Where fashion is concerned, I did not mention Coco Chanel who triggered a revolution. Many women still dress à la Coco Chanel: elegance, but simplicity and comfort.
Cover by George Barbier (Photo credit: Wikimedia.org, all)
Pierrot and Harlequin by George Barbier
Art Deco
Jean-Gaspard Deburau
Charles Deburau (Jean-Gaspard’s son)
Jean-Louis Barrault
Pantomine and Mine
Les Enfants du Paradis
A few weeks ago, I posted an article on “Leo Rauth’s fin de siècle Pierrot.” Leo Rauth died too young and under tragic circumstances. However, although Rauth‘s artwork predates George Barbier‘s (1882–1932), who is considered an Art Deco artist, both artists depicted commedia dell’arte stock characters: Pedrolino, or Pierrot formerly known as Gilles, and Harlequin (Arlecchino and Arlequin) and did so in “galant” fashion following in the footsteps of Jean-Antoine Watteau (10 October 1684 – 18 July 1721).
Pierrot is a major figure in France. He appears in the art of Antoine Watteau, a student of Claude Gillot (both eighteenth-century artists, middle and late). Pierrot then grows into Jean-Gaspard Deburau‘s Battiste, a role Charles Deburau, Jean-Gaspard’s son, inherited. Pierrot had entered the world of pantomime and mime.

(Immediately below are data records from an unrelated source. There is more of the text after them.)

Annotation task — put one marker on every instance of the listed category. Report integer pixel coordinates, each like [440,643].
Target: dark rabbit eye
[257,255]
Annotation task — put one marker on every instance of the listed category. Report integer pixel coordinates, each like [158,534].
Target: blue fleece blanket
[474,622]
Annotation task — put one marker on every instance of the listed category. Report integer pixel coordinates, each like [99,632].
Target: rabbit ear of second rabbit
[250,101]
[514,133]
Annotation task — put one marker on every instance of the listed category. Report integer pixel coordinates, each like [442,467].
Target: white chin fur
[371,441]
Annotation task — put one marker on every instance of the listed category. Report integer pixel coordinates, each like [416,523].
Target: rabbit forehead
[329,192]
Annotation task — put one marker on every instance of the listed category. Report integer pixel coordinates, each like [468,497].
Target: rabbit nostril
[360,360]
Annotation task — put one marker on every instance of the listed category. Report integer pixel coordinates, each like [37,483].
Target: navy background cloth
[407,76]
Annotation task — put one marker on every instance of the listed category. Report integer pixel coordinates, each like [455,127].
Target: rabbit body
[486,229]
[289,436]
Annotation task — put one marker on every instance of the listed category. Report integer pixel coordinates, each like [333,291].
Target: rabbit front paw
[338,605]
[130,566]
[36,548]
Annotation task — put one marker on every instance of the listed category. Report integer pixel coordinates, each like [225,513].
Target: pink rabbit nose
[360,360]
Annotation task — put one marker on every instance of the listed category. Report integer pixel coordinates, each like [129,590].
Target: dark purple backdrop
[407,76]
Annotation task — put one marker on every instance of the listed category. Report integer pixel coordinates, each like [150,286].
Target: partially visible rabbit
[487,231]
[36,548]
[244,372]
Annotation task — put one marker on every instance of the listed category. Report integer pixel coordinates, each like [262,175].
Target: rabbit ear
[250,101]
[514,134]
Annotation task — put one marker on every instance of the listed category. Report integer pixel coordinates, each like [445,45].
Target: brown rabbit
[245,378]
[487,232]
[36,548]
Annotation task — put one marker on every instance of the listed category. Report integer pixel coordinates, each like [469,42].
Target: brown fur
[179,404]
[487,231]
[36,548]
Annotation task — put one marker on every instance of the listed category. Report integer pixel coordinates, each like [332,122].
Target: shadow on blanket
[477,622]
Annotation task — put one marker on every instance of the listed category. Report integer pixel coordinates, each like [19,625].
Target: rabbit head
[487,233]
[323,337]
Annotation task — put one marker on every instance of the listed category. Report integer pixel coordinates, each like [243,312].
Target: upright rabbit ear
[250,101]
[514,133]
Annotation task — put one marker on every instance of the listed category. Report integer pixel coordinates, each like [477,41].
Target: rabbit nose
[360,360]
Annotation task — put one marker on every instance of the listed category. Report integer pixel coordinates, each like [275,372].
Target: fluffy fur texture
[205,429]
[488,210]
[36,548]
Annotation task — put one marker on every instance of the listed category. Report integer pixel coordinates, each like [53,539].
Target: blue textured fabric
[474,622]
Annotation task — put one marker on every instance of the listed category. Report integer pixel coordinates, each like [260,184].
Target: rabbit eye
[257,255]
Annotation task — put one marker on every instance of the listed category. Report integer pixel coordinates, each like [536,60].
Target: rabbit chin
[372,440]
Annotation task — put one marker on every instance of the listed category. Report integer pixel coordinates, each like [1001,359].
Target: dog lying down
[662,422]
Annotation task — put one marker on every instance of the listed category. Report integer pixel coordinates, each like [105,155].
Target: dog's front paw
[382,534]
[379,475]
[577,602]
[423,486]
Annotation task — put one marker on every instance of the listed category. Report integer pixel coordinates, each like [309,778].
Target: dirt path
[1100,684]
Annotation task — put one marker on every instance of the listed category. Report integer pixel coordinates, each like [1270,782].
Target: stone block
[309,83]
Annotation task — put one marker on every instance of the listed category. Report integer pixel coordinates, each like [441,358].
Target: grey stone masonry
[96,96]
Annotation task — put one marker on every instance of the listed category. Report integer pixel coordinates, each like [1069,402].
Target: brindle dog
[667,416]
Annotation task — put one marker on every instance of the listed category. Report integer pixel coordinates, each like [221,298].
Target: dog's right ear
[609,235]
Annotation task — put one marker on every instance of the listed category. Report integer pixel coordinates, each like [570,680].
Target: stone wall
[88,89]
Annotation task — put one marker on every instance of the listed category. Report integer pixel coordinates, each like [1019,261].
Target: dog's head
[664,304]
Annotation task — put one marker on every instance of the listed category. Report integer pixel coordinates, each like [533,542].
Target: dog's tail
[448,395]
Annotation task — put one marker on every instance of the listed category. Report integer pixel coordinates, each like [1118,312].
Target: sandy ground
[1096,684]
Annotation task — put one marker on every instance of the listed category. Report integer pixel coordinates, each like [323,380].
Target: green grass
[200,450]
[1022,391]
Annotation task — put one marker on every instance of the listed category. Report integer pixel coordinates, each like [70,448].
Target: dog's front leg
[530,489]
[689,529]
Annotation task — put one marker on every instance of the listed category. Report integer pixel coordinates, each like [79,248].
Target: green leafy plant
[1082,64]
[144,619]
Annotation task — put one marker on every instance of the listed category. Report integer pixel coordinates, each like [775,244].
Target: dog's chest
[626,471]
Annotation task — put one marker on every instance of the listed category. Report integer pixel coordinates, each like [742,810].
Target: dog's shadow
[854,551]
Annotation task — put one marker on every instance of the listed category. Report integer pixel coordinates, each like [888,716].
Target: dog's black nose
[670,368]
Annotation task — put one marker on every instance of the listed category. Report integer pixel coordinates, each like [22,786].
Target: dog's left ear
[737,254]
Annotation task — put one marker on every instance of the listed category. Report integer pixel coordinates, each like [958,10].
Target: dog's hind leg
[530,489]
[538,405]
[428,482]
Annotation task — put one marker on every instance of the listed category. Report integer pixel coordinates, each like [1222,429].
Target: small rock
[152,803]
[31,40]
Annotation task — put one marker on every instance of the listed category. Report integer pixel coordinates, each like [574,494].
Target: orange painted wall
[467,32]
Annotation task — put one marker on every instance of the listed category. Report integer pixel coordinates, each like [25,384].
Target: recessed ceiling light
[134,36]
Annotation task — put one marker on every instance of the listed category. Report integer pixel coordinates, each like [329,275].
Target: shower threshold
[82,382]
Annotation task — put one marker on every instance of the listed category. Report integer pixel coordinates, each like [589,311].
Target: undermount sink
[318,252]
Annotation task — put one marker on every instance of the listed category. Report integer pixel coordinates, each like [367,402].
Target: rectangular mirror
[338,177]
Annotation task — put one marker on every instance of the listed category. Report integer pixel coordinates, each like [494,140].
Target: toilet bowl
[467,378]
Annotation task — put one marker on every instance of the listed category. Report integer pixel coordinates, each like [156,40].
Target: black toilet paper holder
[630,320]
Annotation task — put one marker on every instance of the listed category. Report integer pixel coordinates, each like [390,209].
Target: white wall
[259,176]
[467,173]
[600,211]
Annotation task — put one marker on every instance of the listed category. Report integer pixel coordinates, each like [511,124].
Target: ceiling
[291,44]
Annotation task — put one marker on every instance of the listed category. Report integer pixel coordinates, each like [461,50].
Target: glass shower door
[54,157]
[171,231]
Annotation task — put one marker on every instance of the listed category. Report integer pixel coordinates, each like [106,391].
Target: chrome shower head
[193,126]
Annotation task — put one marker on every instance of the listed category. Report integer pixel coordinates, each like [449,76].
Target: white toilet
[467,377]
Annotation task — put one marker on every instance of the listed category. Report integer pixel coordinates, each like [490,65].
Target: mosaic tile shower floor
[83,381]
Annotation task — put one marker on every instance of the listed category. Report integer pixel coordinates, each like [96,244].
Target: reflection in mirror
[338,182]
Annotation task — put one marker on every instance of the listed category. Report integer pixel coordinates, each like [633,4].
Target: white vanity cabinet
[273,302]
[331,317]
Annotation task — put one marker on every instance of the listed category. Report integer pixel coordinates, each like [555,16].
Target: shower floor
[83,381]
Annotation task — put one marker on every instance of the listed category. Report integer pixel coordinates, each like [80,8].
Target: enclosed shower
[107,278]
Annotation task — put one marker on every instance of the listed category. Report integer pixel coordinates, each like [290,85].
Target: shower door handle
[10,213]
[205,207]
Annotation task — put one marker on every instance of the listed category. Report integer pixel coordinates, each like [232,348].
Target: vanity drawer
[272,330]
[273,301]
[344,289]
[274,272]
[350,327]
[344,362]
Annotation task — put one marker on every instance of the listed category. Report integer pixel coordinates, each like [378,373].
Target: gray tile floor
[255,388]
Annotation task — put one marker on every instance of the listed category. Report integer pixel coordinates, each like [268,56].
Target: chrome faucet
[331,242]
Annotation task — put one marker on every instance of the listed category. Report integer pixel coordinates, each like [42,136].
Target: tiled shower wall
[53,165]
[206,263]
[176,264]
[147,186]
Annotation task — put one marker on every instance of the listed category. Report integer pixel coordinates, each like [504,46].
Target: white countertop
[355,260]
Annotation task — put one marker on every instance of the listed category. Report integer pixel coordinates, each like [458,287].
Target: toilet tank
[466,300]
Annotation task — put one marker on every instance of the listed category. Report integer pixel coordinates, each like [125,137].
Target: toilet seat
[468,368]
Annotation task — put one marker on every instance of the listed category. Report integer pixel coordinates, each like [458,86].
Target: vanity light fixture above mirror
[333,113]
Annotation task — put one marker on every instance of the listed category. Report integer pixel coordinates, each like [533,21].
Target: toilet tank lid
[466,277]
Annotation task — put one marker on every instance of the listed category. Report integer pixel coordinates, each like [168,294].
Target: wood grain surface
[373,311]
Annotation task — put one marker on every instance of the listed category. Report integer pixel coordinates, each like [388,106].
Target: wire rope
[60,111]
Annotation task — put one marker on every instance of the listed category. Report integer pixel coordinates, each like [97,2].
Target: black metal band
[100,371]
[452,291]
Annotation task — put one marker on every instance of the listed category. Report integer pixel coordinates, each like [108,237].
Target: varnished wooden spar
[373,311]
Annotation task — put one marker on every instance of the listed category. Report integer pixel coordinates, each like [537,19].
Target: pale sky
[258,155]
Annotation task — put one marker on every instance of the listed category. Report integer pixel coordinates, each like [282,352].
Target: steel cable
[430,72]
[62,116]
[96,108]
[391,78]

George Barbier: illustrator
japonisme
Printmaking
“pochoirs” (stenciling)
engravings
However, Leo Rauth differs from George Barbier. First, Barbier is considered an Art Deco artist. Second, he was a fashion illustrator at a time when haute couture was developing rapidly and the publishing industry sensed an opportunity it quickly seized. Moreover, japonisme, woodblock printing, would prove the technique of artists who needed copies of their work: posters, illustrations. Printmaking was not new to the western world. François Chauveau engraved the Carte de Tendre.
As you know, the fine arts diversified in the late nineteenth century and early twentieth century due, to a large extent, to japonisme. Japanese prints flooded Europe, France and England particularly. They were plentiful and therefore an inexpensive yet beautiful artwork. Illustrators needed such a tool.
Barbier, used pochoirs (stenciling)[I]that enabled him to make replicas of his designs, but many artists chose various forms of engraving. They made etchings (on copper usually), woodcuts (wood), linocuts (linoleum) or some other material.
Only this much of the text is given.